Fighting a god from a vantage on top of a giant, God of War III starts with operatic grandeur and scale, turning and twisting as part of an even larger battle. It’s a statement of intent that it follows through on. You control Kratos as a whirl of fury, blades flashing all around. No sooner has the game put up its title than something crashes through it. Even moving between pause menu screens is a ridiculously ostentatious display of sound and vision. God of War II was a final demonstration of just how far the limits of the PlayStation 2 could be pushed in service of the epic, and its sequel is the result of that momentum continuing in the absence of such limits.

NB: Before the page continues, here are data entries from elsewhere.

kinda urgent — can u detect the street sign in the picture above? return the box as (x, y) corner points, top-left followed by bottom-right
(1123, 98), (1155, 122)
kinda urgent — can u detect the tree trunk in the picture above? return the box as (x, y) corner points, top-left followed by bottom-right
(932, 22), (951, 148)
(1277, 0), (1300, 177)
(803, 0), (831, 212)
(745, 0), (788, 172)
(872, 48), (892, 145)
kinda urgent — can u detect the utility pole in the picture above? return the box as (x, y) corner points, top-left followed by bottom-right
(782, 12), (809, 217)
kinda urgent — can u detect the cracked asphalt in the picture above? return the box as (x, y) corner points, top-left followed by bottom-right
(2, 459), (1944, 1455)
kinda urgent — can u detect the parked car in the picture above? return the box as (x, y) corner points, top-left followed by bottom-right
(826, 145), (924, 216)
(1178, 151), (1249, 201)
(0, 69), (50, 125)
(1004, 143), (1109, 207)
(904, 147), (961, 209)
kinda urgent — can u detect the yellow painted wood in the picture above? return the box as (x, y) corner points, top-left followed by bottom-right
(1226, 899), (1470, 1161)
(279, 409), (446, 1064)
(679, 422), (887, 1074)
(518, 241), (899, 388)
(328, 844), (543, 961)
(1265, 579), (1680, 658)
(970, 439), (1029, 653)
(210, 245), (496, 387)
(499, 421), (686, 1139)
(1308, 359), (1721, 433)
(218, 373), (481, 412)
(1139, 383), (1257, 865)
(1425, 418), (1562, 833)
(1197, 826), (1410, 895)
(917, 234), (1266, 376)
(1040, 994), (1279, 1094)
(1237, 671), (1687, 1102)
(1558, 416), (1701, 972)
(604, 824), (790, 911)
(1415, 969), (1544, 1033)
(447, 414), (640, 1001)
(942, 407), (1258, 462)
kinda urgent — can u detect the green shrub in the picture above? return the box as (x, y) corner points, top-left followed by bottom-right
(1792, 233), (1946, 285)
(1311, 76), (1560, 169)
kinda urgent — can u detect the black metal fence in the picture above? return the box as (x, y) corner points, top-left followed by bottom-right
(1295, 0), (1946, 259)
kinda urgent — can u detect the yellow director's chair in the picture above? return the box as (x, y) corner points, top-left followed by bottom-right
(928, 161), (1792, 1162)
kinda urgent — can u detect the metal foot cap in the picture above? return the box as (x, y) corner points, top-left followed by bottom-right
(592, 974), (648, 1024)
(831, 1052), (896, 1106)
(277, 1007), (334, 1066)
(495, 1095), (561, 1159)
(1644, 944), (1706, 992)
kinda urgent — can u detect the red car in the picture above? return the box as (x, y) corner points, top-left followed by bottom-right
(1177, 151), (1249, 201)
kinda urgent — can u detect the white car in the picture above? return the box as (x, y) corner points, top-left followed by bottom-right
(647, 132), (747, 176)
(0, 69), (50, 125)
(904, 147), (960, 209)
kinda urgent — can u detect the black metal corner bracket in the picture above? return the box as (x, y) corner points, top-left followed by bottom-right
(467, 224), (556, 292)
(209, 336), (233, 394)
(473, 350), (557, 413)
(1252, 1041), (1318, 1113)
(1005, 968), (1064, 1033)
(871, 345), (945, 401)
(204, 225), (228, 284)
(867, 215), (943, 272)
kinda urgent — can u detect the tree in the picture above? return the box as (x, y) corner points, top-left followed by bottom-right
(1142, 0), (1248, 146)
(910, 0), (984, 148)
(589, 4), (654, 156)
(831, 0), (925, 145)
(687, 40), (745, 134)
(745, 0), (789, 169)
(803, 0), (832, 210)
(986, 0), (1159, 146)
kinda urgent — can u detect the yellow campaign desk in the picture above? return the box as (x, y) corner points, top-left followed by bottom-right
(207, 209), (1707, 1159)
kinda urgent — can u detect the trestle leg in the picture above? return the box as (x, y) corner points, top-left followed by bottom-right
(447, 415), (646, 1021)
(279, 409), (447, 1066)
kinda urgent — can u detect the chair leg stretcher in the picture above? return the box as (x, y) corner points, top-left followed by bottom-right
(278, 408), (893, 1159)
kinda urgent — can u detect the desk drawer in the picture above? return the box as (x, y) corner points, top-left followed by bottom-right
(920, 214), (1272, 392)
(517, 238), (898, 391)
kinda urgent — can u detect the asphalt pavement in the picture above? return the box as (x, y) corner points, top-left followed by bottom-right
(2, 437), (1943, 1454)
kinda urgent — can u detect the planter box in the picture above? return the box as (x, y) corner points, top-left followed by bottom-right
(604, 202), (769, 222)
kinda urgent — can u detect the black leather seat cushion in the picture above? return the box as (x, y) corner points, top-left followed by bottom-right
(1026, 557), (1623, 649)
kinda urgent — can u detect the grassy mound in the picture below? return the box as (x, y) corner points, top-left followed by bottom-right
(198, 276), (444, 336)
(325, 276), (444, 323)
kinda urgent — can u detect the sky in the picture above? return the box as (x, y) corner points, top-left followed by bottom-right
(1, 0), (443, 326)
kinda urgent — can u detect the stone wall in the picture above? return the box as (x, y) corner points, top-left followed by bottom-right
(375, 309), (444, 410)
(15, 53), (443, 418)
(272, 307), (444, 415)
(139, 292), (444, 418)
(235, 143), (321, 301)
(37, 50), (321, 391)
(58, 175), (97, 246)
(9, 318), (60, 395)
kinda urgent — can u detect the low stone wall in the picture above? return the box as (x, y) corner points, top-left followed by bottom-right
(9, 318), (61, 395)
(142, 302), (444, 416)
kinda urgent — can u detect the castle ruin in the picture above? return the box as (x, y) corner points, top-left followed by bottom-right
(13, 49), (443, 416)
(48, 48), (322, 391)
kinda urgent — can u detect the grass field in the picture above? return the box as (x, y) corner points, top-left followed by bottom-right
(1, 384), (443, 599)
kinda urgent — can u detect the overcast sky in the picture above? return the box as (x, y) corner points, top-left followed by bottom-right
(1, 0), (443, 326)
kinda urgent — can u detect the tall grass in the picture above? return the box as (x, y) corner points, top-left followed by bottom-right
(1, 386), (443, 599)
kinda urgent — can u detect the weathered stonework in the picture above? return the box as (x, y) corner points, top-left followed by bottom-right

As you’re sent to hell and back, and fight through the pantheon of gods, It’s all remarkably, unnecessarily, terrifically grand. For a specific type of grandeur where blood is measured in buckets, and you’re controlling a one dimensional rage monster whose only care is for revenge and ripping off the head of whoever is next in the way of getting that revenge. It’s a certain limited vision of the purpose of games as male power fantasy taken to an illogical extreme, complete with a sideline in pornographic sex so male-gazed-up that it doesn’t even show the man involved.
Maintaining the intensity required for this approach is an interesting challenge, and one which it tackles in some effective ways. Multi-stage boss fights with gods are a video game staple for a reason, but crafting an entire game of them means having to come up with different ways to make them stand out. So you get, for instance, having to rip Hades’s heart out from his chest and then make your way to attack it before it blobs its way back to re-unite with him, followed by a giant tug of war across the river Styx.
There’s also a fine tuning of the dynamic where opponents get increasingly powerful with each stage of a fight before being totally weakened for a final stage where you get to kill them in an inventively horrible way via matching a series of button prompts. This is also replicated in miniature with other enemies throughout the game, each fight its own epic chronicle. The presentation of every bit of this is extraordinarily slick, if a bit exhausting at length.
The thing with playing God of War III now, though, is not just that the mainstream of games has largely evolved in narrative attitude (I didn’t find I appreciated the honesty of its grotty brutality to anything like the same extent as Barbarian back in the day, but there’s some through line). It’s that its specific gameplay has so visibly evolved.
You can create all kinds of glowing lines on screen, grab enemies and battering ram them into each other, and rack up combos into the hundreds, but since most of the time is not spent on cannon fodder that largely comes across as window dressing. Much more of it is carefully dodging powerful attacks and taking any small opportunity to stick in a counter. I have spent a lot of time lately playing modern games with similarly fixed cameras and that kind of dramatic combat, even if they involve playing as a cute bird or a cute fox rather than an angry bald man. I enjoy a tough but fair boss fight. And god, God of War III feels so hopelessly woolly next to the state of the art.
Those spectacular looking camera angles sometimes actively obscure the action. Plus there is the occasional absolutely terrible UI decision, like the counter you have to do through a half-circle of the left stick, presented through showing a half circle arrow round a stick in the middle of the screen with no indication that it doesn’t mean the right stick. Mostly though, the problem stems from the ill fit between what you can do and what you need to do.
Kratos has all of these complicated powerful moves with all these different controls, can roll and double jump and run, but he’s tied down into really specific situations where he has to do really exact things and it all feels way too loose. The QTE button pressing sequences come as a relief because they’re the only time that the game feels as precise as it needs to. In a sense, being forgiving makes sense in-story, though. To get too tight and tense would downplay the godliness of its main character. After three games of getting ever more powerful and epic, the demands of gameplay challenge and the demands of power fantasy have become fundamentally incompatible.